I am so Sick of the Mean Ones


I was a poll worker in Spanish Fork for the presidential election. I didn't think there was any chance Trump would win because I underestimated his grotesque appeal. I was busy all day. It wasn't until I was leaving that I started getting texts from my family and it became clear that Trump would win. I was the last one to leave the library. I sat in the parking lot alone and cried until Ellen picked me up. 

Like many, I have felt quite downhearted ever since. If it were practical to do so, I would move to another country. On the whole, I am not proud of this place. But I love my home and my family and my friends. 

The day after the election I was teaching a reading lab at Project Read on Zoom with a woman from Afghanistan who told me the Taliban had burned her school down. Another student was giving a presentation on Martin Luther King a few months ago and cried when he expressed hope that his native country China would change through non-violent means. I have a bright and beautiful Ukrainian student who cries when we read the news about her home. 

There are volunteers and co-workers at Project Read who voted against the interests of our students. And several of our students are Trump supporters. It's a heartbreaker. 

I went to BYU to teach my class after the election and seeing all the boys in the Tanner building made me think about how Trump won every male demographic. I was about to cry before class. The professor who teaches before me, who is a year younger than me, who I taught when he was an undergraduate, gave me a little side hug and said, "Remember what I told you about my best professor?" I did remember. He told me the first day of Fall semester. I hadn't seen him in almost 30 years and he asked if I remembered him and he told me I was his best professor.  When I went home, my neighbor brought some cronuts over for me. We cried together.

There are lots of nice people. There are a lot more mean ones than I thought there were. I am so sick of them.

I recently read The Kingdom, the Power, the Glory: American Evangelicals in an Age of Extremism by Tim Alberta. I wish everyone would read it. Alberta's experience with Trump supporters in his father's church is so relatable. Like me, he learned his values at church and was shocked to see so many members of his congregation espouse MAGA ideals. Truly, it's shocking.

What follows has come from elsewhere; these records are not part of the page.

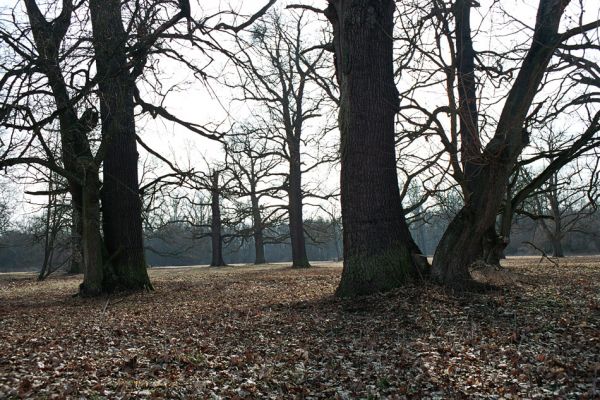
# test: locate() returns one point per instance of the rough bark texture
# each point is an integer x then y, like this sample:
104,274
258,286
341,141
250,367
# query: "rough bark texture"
257,223
462,243
121,204
378,249
76,154
76,261
216,225
299,256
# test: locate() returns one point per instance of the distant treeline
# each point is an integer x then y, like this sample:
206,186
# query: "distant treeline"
178,244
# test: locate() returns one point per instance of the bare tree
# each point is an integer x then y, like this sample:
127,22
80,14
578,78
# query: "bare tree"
492,107
379,253
258,179
276,69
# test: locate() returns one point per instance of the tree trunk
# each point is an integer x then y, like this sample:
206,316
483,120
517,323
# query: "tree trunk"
462,243
299,256
95,271
75,263
557,249
259,245
121,204
76,153
378,249
216,226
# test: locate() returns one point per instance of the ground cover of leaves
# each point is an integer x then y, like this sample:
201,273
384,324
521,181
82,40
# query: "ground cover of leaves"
274,332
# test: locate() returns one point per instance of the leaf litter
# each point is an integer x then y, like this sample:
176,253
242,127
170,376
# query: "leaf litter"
274,332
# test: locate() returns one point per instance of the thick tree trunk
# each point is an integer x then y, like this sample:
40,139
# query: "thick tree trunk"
96,272
76,153
299,256
557,249
259,245
121,204
462,243
216,225
378,249
76,261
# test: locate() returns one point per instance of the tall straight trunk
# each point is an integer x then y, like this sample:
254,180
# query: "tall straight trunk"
94,279
75,263
299,256
259,243
462,242
216,224
378,249
467,93
121,204
76,154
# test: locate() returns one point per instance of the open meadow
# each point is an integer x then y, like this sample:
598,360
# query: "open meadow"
273,332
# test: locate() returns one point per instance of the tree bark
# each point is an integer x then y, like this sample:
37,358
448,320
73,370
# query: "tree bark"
462,243
75,148
216,225
259,245
299,256
94,279
379,253
121,204
75,263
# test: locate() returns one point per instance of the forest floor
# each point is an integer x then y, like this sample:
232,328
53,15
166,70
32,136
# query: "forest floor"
273,332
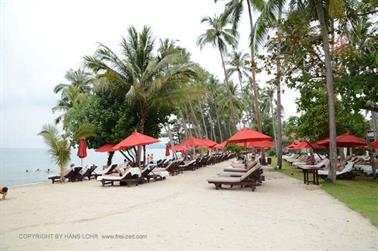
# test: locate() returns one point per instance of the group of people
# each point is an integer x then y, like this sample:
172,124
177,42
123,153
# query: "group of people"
3,192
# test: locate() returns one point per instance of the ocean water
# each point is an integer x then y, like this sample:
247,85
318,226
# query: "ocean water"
15,161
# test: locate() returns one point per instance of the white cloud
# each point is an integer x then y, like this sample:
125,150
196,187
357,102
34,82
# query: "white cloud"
41,40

I wish that my church would identify less strongly with evangelicalism, but it doesn't seem to be headed away from it at the moment. Alberta says, "We're not here to change the world, just live like Jesus in the world." He wants to manifest the gospel of Jesus Christ, not proclaim it—manifest it. I've been thinking about it a lot and I can feel a shift in me towards doing that. And just being nice. But not to misogynists. They've had it too good for too long.